The Southern Indiana Career & Technical Center is a high school-level institution that provides advanced education to meet the demand in the areas of agriculture, business and marketing, family and consumer sciences, health careers, and trade and industry arts to the students in Indiana's Area Career & Technical District #46 (ACTD-46) consisting of nine school district and corporations in Gibson, Posey, Spencer, Vanderburgh and Warrick Counties in Southwestern Indiana. 90.7 FM WPSR, which used to broadcast from Central High School, now broadcasts from the center.

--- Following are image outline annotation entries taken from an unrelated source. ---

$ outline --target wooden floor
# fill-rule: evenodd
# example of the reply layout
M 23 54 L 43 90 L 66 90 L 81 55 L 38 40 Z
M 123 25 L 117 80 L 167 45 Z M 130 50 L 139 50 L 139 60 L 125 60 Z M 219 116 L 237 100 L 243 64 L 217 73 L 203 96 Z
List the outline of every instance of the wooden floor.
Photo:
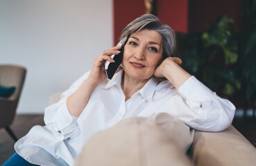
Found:
M 10 126 L 18 138 L 26 134 L 34 125 L 44 125 L 44 116 L 31 115 L 19 115 Z M 250 142 L 256 142 L 256 118 L 235 118 L 232 124 Z M 15 142 L 10 138 L 4 129 L 0 129 L 0 164 L 1 165 L 15 151 Z

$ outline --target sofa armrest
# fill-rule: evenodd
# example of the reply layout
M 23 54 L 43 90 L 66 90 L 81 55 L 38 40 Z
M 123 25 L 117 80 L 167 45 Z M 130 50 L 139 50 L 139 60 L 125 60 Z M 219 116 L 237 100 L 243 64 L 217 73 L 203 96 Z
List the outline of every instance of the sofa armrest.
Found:
M 195 132 L 191 147 L 195 165 L 255 165 L 256 149 L 233 126 L 219 132 Z

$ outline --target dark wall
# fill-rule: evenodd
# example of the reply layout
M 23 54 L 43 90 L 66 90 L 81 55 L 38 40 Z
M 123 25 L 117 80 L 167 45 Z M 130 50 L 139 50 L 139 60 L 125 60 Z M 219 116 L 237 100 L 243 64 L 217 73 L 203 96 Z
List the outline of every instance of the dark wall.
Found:
M 190 0 L 189 2 L 189 31 L 199 32 L 206 28 L 205 23 L 226 15 L 233 19 L 238 30 L 242 0 Z

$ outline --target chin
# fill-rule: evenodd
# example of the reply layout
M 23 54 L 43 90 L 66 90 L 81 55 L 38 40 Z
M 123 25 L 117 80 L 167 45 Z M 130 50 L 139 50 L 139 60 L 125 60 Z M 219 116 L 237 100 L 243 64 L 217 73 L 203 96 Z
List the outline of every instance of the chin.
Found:
M 126 72 L 126 71 L 124 72 L 127 76 L 135 80 L 148 80 L 153 75 L 150 74 L 145 75 L 145 73 L 142 73 L 142 72 Z

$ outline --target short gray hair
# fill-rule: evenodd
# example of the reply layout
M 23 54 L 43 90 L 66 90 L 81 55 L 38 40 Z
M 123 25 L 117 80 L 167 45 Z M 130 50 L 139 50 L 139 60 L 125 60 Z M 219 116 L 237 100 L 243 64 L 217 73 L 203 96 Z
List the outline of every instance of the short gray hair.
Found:
M 176 39 L 174 30 L 169 26 L 162 24 L 160 20 L 153 15 L 144 15 L 130 22 L 123 30 L 120 41 L 125 43 L 132 33 L 142 29 L 154 30 L 162 36 L 162 59 L 176 55 Z

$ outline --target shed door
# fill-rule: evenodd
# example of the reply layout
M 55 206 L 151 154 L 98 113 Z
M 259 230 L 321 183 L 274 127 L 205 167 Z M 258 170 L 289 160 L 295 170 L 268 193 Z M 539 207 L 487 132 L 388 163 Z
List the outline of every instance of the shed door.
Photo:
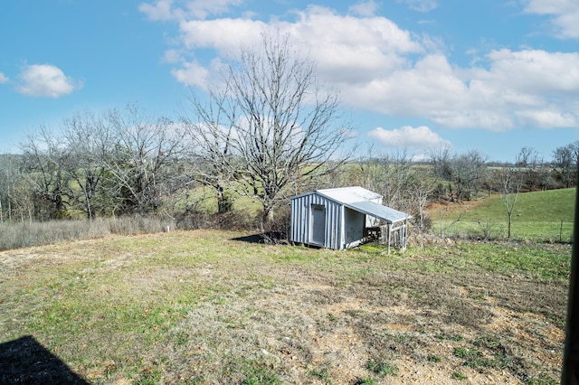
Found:
M 309 243 L 323 245 L 325 241 L 326 241 L 326 208 L 321 204 L 312 204 Z

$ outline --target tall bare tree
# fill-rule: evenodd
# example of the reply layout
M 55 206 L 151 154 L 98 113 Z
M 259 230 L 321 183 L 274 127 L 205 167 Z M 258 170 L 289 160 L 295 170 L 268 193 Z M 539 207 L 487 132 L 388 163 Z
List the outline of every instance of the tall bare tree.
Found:
M 503 201 L 505 208 L 507 209 L 507 216 L 508 220 L 508 238 L 511 238 L 511 224 L 513 220 L 513 212 L 517 206 L 517 201 L 518 200 L 518 193 L 521 191 L 522 175 L 521 171 L 517 166 L 507 166 L 499 172 L 500 174 L 500 185 L 498 186 L 500 198 Z
M 30 173 L 33 182 L 36 219 L 57 219 L 66 215 L 71 191 L 64 167 L 68 154 L 61 139 L 43 126 L 38 132 L 28 136 L 20 147 L 24 167 Z
M 579 155 L 579 142 L 557 147 L 553 151 L 555 171 L 565 187 L 571 187 L 573 183 L 574 166 L 577 161 L 577 155 Z
M 340 124 L 338 95 L 319 88 L 313 61 L 287 36 L 266 33 L 261 46 L 241 49 L 223 78 L 209 95 L 213 108 L 195 104 L 192 127 L 205 148 L 220 145 L 204 159 L 214 176 L 234 174 L 230 187 L 259 201 L 271 221 L 284 188 L 339 165 L 334 160 L 347 127 Z
M 227 90 L 212 89 L 207 105 L 192 97 L 189 111 L 185 111 L 181 117 L 189 139 L 186 151 L 192 166 L 189 177 L 213 189 L 220 214 L 232 209 L 233 198 L 225 190 L 235 171 L 232 141 L 237 134 L 236 108 L 228 95 Z
M 91 221 L 97 211 L 105 210 L 102 183 L 104 162 L 112 148 L 110 127 L 101 115 L 84 110 L 64 118 L 61 133 L 69 155 L 64 166 L 78 186 L 72 189 L 71 199 Z
M 525 173 L 525 180 L 523 181 L 529 191 L 541 183 L 541 168 L 543 164 L 543 157 L 535 147 L 528 146 L 524 146 L 517 155 L 517 167 L 521 167 Z
M 115 143 L 104 160 L 115 181 L 108 185 L 116 199 L 113 213 L 157 211 L 162 198 L 177 188 L 172 182 L 182 148 L 180 126 L 164 118 L 154 121 L 132 104 L 109 111 L 107 119 Z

To provide easier access to these services to the Evansville Vanderburgh School Corporation along with the other eight districts the facility was constructed outside the city of Evansville. In terms of enrollment, the EVSC has one of the largest CTE programs in the State of Indiana. Other than the EVSC the Southern Indiana Career and Technical Center draws Students from the following School Districts in Southwestern Indiana.

Gibson County
- East Gibson
- North Gibson
- South Gibson

Posey County
- MSD of Mt. Vernon
- MSD of North Posey

Spencer County
- South Spencer

Warrick County
- Warrick County

The new facility is located on Lynch Road just east of U.S. 41. The Southern Indiana Career & Technical Center also draws students from schools such as Mater Dei High School, Reitz Memorial High School, Evansville Christian High School, and many more.

The Southern Indiana Career & Technical Center offers classes within 6 career pathways: Communications, Construction, Transportation, Manufacturing, Public Service, and Architecture, Engineering & Computer Technology.